Я узнаю по звуку позывной к Шеду — Лэнга прошёлся по всем основным волнам. Нам отвечает мёртвое и тупое гудение космической пустоты, перемежаемое только мелким сухим треском помех. Лэнга звал зря. Я понимаю: руки сами потянулись — но всё равно зря. Нестерпимо слышать этот вой безжизненного космоса на том течении, которое должно бы доносить живые голоса нашего несчастного дома.
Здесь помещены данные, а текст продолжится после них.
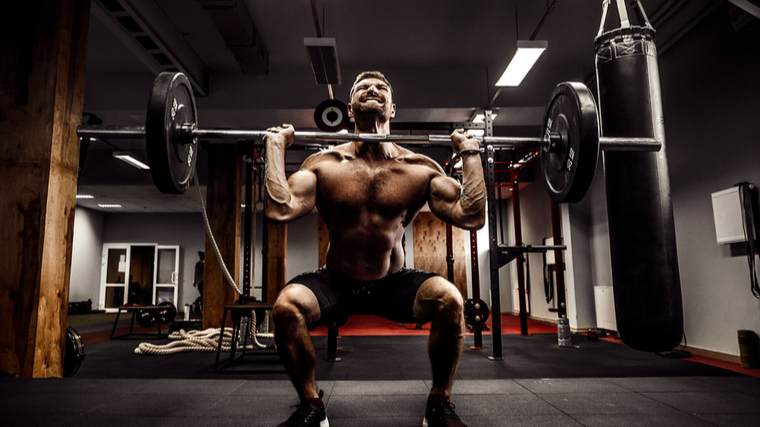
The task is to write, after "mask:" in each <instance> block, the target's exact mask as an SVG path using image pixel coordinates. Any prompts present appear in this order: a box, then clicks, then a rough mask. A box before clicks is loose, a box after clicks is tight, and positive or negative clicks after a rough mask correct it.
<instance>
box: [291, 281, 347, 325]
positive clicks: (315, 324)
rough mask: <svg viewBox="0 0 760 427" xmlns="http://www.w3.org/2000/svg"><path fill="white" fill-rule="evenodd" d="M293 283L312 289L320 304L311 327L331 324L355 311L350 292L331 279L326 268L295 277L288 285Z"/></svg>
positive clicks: (315, 297)
mask: <svg viewBox="0 0 760 427" xmlns="http://www.w3.org/2000/svg"><path fill="white" fill-rule="evenodd" d="M291 285H300V287H302V288H305V289H306V290H308V291H311V293H312V294H313V295H314V297H315V298H316V301H317V303H318V305H319V317H318V319H316V320H314V321H312V322H310V323H309V329H314V328H315V327H317V326H327V325H330V324H332V323H334V322H337V321H339V320H342V319H345V318H347V317H348V316H350V315H351V314H354V313H355V311H354V307H353V306H354V304H352V303H351V301H350V294H347V293H346V292H345V290H344V289H342V288H341V287H340V286H337V285H336V284H335V283H334V280H331V278H330V272H329V270H327V269H326V268H321V269H319V270H317V271H314V272H311V273H305V274H302V275H300V276H297V277H294V278H293V279H292V280H291V281H290V282H288V286H291Z"/></svg>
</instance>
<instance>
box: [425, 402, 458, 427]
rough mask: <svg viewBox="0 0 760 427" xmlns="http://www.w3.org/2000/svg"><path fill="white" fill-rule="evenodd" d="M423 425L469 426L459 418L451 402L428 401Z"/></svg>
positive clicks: (453, 426)
mask: <svg viewBox="0 0 760 427" xmlns="http://www.w3.org/2000/svg"><path fill="white" fill-rule="evenodd" d="M422 427H467V425H466V424H465V423H463V422H462V421H460V420H459V417H458V416H457V414H456V412H454V404H453V403H451V402H428V405H427V409H425V418H423V419H422Z"/></svg>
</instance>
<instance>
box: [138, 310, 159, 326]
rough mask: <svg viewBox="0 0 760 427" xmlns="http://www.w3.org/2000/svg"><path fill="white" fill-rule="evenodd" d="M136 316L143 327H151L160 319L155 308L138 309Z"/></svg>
mask: <svg viewBox="0 0 760 427" xmlns="http://www.w3.org/2000/svg"><path fill="white" fill-rule="evenodd" d="M135 317H137V324H138V325H140V326H142V327H143V328H150V327H151V326H153V325H155V324H156V322H157V321H158V319H157V318H156V315H155V314H154V311H153V310H138V311H137V315H136V316H135Z"/></svg>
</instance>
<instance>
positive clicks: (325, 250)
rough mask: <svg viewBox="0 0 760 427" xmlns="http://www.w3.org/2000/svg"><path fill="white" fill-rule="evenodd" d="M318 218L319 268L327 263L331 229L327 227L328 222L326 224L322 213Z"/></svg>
mask: <svg viewBox="0 0 760 427" xmlns="http://www.w3.org/2000/svg"><path fill="white" fill-rule="evenodd" d="M317 218H318V219H317V221H318V227H319V228H318V232H319V268H322V267H324V266H325V264H327V248H328V247H330V230H328V229H327V224H325V221H324V220H322V217H321V216H320V215H317Z"/></svg>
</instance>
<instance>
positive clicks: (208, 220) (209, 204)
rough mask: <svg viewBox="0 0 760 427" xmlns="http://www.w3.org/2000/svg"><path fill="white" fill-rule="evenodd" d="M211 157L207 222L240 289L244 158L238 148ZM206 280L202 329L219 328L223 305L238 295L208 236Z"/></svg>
mask: <svg viewBox="0 0 760 427" xmlns="http://www.w3.org/2000/svg"><path fill="white" fill-rule="evenodd" d="M208 154H209V155H208V184H207V187H206V204H207V210H208V221H209V225H210V226H211V231H212V233H213V234H214V239H215V240H216V243H217V246H218V247H219V252H220V253H221V255H222V259H223V260H224V263H225V264H226V266H227V270H229V272H230V274H231V275H232V278H233V279H234V280H235V283H236V284H238V287H240V232H241V230H240V228H241V227H240V212H241V208H240V204H241V199H242V198H241V194H240V193H241V186H242V179H243V173H242V166H241V165H242V156H241V155H240V154H239V152H238V149H237V147H236V146H235V145H228V146H223V145H218V146H213V147H209V151H208ZM203 281H204V284H203V328H204V329H206V328H219V327H221V325H222V315H223V314H224V306H225V305H229V304H232V303H234V302H235V301H237V297H238V295H237V293H235V291H234V290H233V289H232V287H231V286H230V285H229V283H228V282H227V279H225V277H224V272H223V271H222V267H221V265H220V264H219V261H218V260H217V258H216V254H215V253H214V247H213V245H212V243H211V240H210V239H209V238H208V236H206V266H205V271H204V279H203ZM228 325H229V320H228Z"/></svg>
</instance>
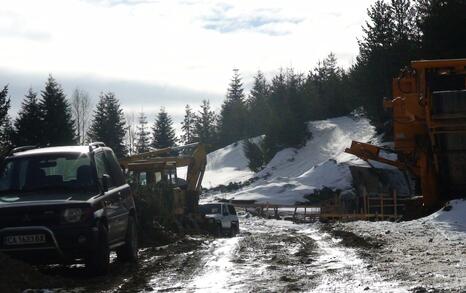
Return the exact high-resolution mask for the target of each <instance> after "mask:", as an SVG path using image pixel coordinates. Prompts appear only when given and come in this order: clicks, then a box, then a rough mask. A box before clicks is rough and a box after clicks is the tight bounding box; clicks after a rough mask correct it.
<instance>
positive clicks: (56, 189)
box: [0, 153, 97, 192]
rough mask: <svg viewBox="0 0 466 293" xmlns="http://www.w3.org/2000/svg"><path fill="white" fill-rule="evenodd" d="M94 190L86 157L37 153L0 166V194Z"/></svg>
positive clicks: (90, 168)
mask: <svg viewBox="0 0 466 293" xmlns="http://www.w3.org/2000/svg"><path fill="white" fill-rule="evenodd" d="M63 189H66V190H75V191H91V190H92V191H93V190H96V189H97V184H96V180H95V175H94V174H93V172H92V168H91V160H90V158H89V156H88V155H87V154H74V153H73V154H41V155H34V156H28V157H17V158H11V159H6V160H5V161H4V162H3V164H2V166H1V167H0V192H30V191H43V190H50V191H54V190H59V191H60V190H63Z"/></svg>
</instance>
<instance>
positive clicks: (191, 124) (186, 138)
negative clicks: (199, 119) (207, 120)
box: [181, 105, 196, 144]
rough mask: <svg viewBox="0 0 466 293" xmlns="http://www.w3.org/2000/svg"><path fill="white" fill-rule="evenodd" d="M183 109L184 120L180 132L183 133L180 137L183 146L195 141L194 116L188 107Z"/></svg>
mask: <svg viewBox="0 0 466 293" xmlns="http://www.w3.org/2000/svg"><path fill="white" fill-rule="evenodd" d="M184 109H185V110H184V111H185V114H184V119H183V122H181V131H182V132H183V133H182V135H181V141H182V142H183V143H184V144H190V143H193V142H195V141H196V137H195V136H194V131H195V130H194V127H195V122H196V114H194V112H193V110H192V109H191V107H190V106H189V105H186V107H185V108H184Z"/></svg>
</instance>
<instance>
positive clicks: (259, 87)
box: [247, 71, 270, 137]
mask: <svg viewBox="0 0 466 293" xmlns="http://www.w3.org/2000/svg"><path fill="white" fill-rule="evenodd" d="M269 94H270V90H269V85H268V84H267V80H266V79H265V77H264V74H263V73H262V72H260V71H259V72H257V74H256V76H254V85H253V87H252V89H251V92H250V94H249V99H248V101H247V106H248V116H247V119H248V120H247V121H248V125H249V127H248V128H247V133H248V136H249V137H251V136H257V135H261V134H264V133H265V131H266V129H267V121H268V119H269V118H270V107H269V105H268V99H269Z"/></svg>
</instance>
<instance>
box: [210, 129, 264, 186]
mask: <svg viewBox="0 0 466 293" xmlns="http://www.w3.org/2000/svg"><path fill="white" fill-rule="evenodd" d="M251 140H252V141H253V142H254V143H258V142H259V141H260V140H261V137H260V136H259V137H255V138H252V139H251ZM253 176H254V172H252V171H251V170H249V168H248V159H247V158H246V156H245V155H244V151H243V141H239V142H236V143H233V144H230V145H228V146H226V147H224V148H222V149H219V150H216V151H214V152H212V153H209V154H208V155H207V166H206V171H205V174H204V180H203V183H202V186H203V187H205V188H212V187H216V186H218V185H220V184H224V185H227V184H228V183H230V182H243V181H246V180H248V179H249V178H251V177H253Z"/></svg>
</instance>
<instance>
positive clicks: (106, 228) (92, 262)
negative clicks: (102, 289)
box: [86, 223, 110, 276]
mask: <svg viewBox="0 0 466 293" xmlns="http://www.w3.org/2000/svg"><path fill="white" fill-rule="evenodd" d="M98 227H99V239H98V243H97V246H96V249H95V250H94V251H92V252H91V253H90V255H89V256H88V257H87V258H86V269H87V271H88V272H89V273H90V274H91V275H98V276H100V275H105V274H106V273H107V271H108V267H109V264H110V248H109V246H108V230H107V227H106V226H105V225H104V224H102V223H101V224H99V226H98Z"/></svg>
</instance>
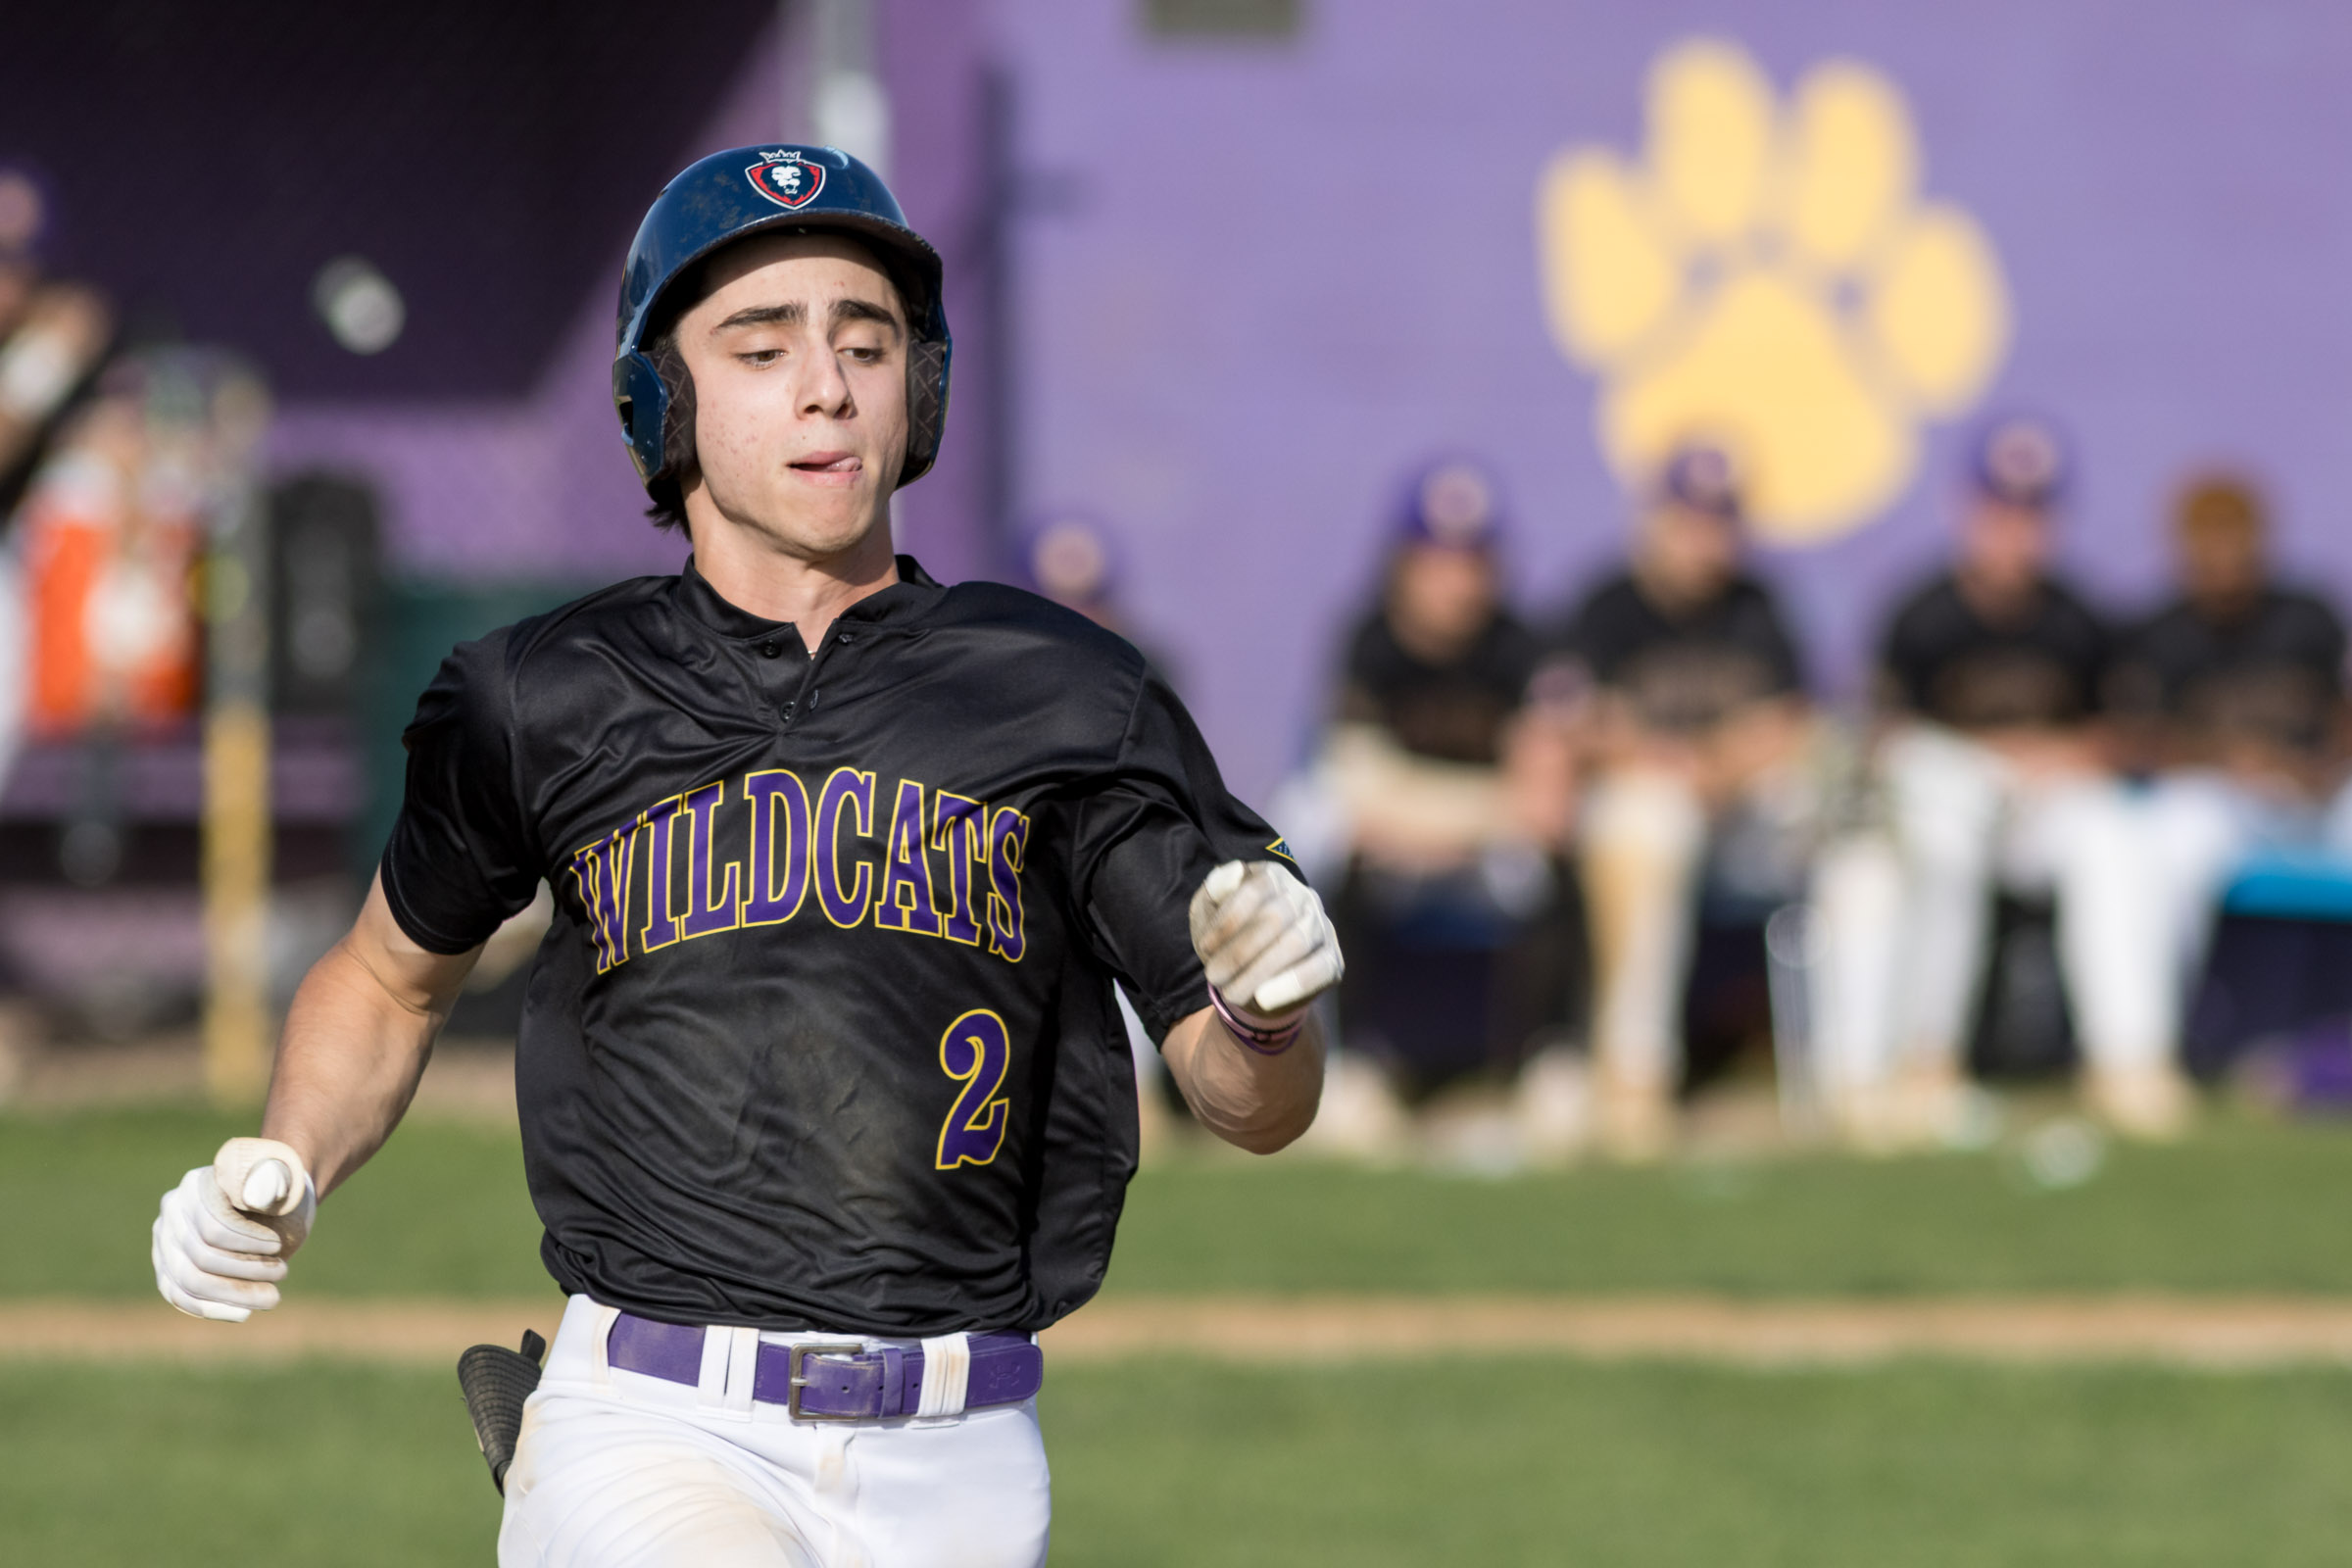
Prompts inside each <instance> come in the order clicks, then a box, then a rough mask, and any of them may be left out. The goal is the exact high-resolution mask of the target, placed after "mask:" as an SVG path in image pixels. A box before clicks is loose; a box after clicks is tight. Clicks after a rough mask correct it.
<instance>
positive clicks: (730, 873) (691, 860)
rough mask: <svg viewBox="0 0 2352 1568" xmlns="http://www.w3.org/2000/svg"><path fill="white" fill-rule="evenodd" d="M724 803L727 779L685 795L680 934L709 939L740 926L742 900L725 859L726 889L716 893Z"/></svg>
mask: <svg viewBox="0 0 2352 1568" xmlns="http://www.w3.org/2000/svg"><path fill="white" fill-rule="evenodd" d="M724 802H727V780H724V778H722V780H720V783H710V785H703V788H701V790H694V792H691V795H687V919H684V933H687V936H689V938H691V936H710V933H713V931H734V929H736V926H741V924H743V898H741V893H739V891H736V872H739V867H736V863H734V860H727V889H724V891H720V886H717V882H720V877H717V870H720V867H717V865H715V863H713V860H715V851H717V842H720V806H722V804H724Z"/></svg>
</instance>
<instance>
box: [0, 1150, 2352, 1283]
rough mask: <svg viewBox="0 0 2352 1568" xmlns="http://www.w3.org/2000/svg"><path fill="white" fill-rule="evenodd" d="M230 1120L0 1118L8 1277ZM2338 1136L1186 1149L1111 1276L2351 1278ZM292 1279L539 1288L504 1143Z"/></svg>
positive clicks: (176, 1176) (182, 1164) (94, 1255)
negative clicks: (1534, 1150)
mask: <svg viewBox="0 0 2352 1568" xmlns="http://www.w3.org/2000/svg"><path fill="white" fill-rule="evenodd" d="M230 1131H238V1121H230V1119H221V1117H209V1114H202V1112H165V1110H155V1112H108V1114H85V1117H66V1119H28V1117H0V1190H5V1192H7V1194H9V1197H12V1239H14V1241H16V1244H14V1246H9V1248H5V1251H0V1295H108V1298H141V1295H146V1293H148V1291H151V1288H153V1284H151V1274H148V1260H146V1246H148V1239H146V1232H148V1222H151V1220H153V1215H155V1199H158V1197H160V1194H162V1190H165V1187H167V1185H172V1182H174V1180H176V1178H179V1173H181V1171H183V1168H188V1166H193V1164H198V1161H202V1159H207V1157H209V1154H212V1150H214V1147H216V1145H219V1140H221V1138H223V1135H226V1133H230ZM2340 1194H2352V1128H2338V1126H2258V1124H2223V1126H2218V1128H2213V1131H2209V1133H2206V1135H2201V1138H2197V1140H2192V1143H2185V1145H2180V1147H2166V1150H2145V1147H2117V1150H2112V1152H2110V1159H2107V1164H2105V1166H2103V1168H2100V1173H2098V1175H2096V1178H2093V1180H2089V1182H2084V1185H2079V1187H2070V1190H2060V1192H2049V1190H2042V1187H2037V1185H2032V1182H2030V1180H2025V1175H2023V1168H2020V1164H2018V1161H2016V1157H2013V1154H2004V1152H1992V1154H1943V1157H1922V1159H1891V1161H1851V1159H1823V1157H1813V1159H1785V1161H1757V1164H1740V1166H1729V1164H1703V1166H1665V1168H1646V1171H1618V1168H1583V1171H1566V1173H1552V1175H1522V1178H1510V1180H1479V1178H1465V1175H1437V1173H1428V1171H1359V1168H1348V1166H1327V1164H1310V1161H1301V1159H1289V1157H1284V1159H1272V1161H1244V1159H1178V1161H1171V1164H1167V1166H1162V1168H1152V1171H1145V1173H1143V1175H1141V1178H1138V1180H1136V1185H1134V1190H1131V1194H1129V1204H1127V1220H1124V1225H1122V1232H1120V1251H1117V1255H1115V1260H1112V1269H1110V1286H1108V1288H1110V1291H1155V1293H1160V1291H1174V1293H1185V1291H1428V1293H1449V1291H1726V1293H1780V1295H1790V1293H1802V1295H1823V1293H1929V1291H1936V1293H1940V1291H2105V1288H2178V1291H2326V1293H2352V1246H2347V1244H2345V1220H2343V1204H2340ZM289 1288H292V1291H294V1293H315V1295H532V1293H539V1291H548V1288H550V1284H548V1279H546V1274H543V1272H541V1267H539V1225H536V1220H534V1218H532V1211H529V1199H527V1194H524V1187H522V1157H520V1150H517V1145H515V1140H513V1138H510V1135H501V1133H496V1131H485V1128H473V1126H452V1124H430V1121H419V1124H412V1126H405V1128H402V1131H400V1133H397V1135H395V1138H393V1143H390V1145H388V1147H386V1150H383V1154H379V1157H376V1161H374V1164H372V1166H367V1168H365V1171H360V1175H358V1178H353V1180H350V1185H348V1187H343V1190H341V1192H339V1194H334V1197H332V1199H329V1201H327V1206H325V1211H322V1218H320V1225H318V1232H315V1237H313V1241H310V1246H308V1248H306V1251H303V1255H301V1262H299V1269H296V1274H294V1281H292V1286H289Z"/></svg>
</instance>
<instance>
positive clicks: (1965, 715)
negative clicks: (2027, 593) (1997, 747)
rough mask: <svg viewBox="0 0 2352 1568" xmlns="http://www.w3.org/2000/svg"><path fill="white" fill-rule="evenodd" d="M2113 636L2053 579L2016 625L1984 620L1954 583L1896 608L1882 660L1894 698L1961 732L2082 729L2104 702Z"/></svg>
mask: <svg viewBox="0 0 2352 1568" xmlns="http://www.w3.org/2000/svg"><path fill="white" fill-rule="evenodd" d="M2105 661H2107V630H2105V628H2103V625H2100V621H2098V616H2093V614H2091V607H2089V604H2084V602H2082V599H2079V597H2074V592H2070V590H2067V588H2065V585H2063V583H2053V581H2044V583H2042V588H2039V590H2037V592H2034V597H2032V604H2030V607H2027V609H2025V611H2023V614H2020V616H2016V618H2013V621H1999V623H1994V621H1985V618H1983V616H1978V614H1976V609H1971V607H1969V602H1966V599H1964V597H1962V592H1959V583H1957V581H1955V578H1952V576H1938V578H1936V581H1931V583H1929V585H1926V588H1922V590H1919V592H1915V595H1912V597H1910V599H1905V602H1903V607H1900V609H1898V611H1896V618H1893V623H1891V625H1889V630H1886V642H1884V646H1882V654H1879V663H1882V679H1884V684H1886V689H1889V691H1886V696H1889V698H1891V701H1893V703H1896V705H1900V708H1907V710H1910V712H1917V715H1924V717H1929V719H1936V722H1938V724H1950V726H1955V729H2009V726H2018V724H2079V722H2082V719H2089V717H2091V712H2093V710H2096V705H2098V682H2100V670H2103V665H2105Z"/></svg>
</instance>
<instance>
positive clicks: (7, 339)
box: [0, 167, 113, 780]
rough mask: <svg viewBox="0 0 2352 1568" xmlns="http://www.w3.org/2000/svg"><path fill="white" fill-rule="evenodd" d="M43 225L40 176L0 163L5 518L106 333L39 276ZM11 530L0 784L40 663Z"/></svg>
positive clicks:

Но Лэнга тут же поправился — и начинает искать островки жизни под небесами Океана Второго:
— Океан, отзовись. Говорит база на Медузьем полуострове. Братья-сёстры, говорит Лэнга из Хыро, пилот Армады. Отзовитесь, если вы меня слышите…
Океан трещит и свистит. Мне кажется, что я слышу щебет дельфинов и низкое пение кита-кальмаробоя. Впрочем, мы и впрямь слышим их всех — китов, дельфинов, кальмаров, акул и орок — запустив все акустические системы катера, сонар и радиопоиск… «дельфинье ухо»… «ухо кашалота»… «наше ухо»… но никакого следа шедми не найти. Радиоэфир полон кодированными сообщениями людей; между их передачами на миг всплывает и тут же тонет нить чужой музыки: шаря по всем диапазонам, Лэнга случайно поймал открытую волну. Музыкальный клочок жалит Лэнгу в ухо, словно щупальце медузы-волосатки; мой брат раздражённо трясёт головой, выключает радио.
— Люди забили радиоэфир насмерть, — говорит он раздражённо, снова переключаясь на акустический поиск — и в этот миг в писке и треске океана нам мерещатся те самые звонкие точные щелчки, которые мы так хотели услышать.
Автомат для дальнего пеленга.
Звук, который не спутаешь ни с чем — имитация щелчков подводной речи:
— …тебе, брат!.. …ный остров, нашла подвод… …мной — дети… ждём на…
— Сестрёнка! — кричит Лэнга в ответ. — Где ты? Координаты? Я не слышу!
Автомат-передатчик переводит его слова в щелчки — волны несут звук широким веером, увеличивая наши шансы услышать ответ.
Сестрёнка, потерянная где-то в дальнем далеке, отзывается рядом цифр. Расстояние и океан растворяют часть их, но кроме цифр мы выхватываем из треска и шелеста океана слово «Серебряный».
И переглядываемся.
Древний код закрытой, засекреченной базы.
— Где-где?! — вопит Лэнга что есть силы, будто громкость крика может повлиять на чёткость передачи.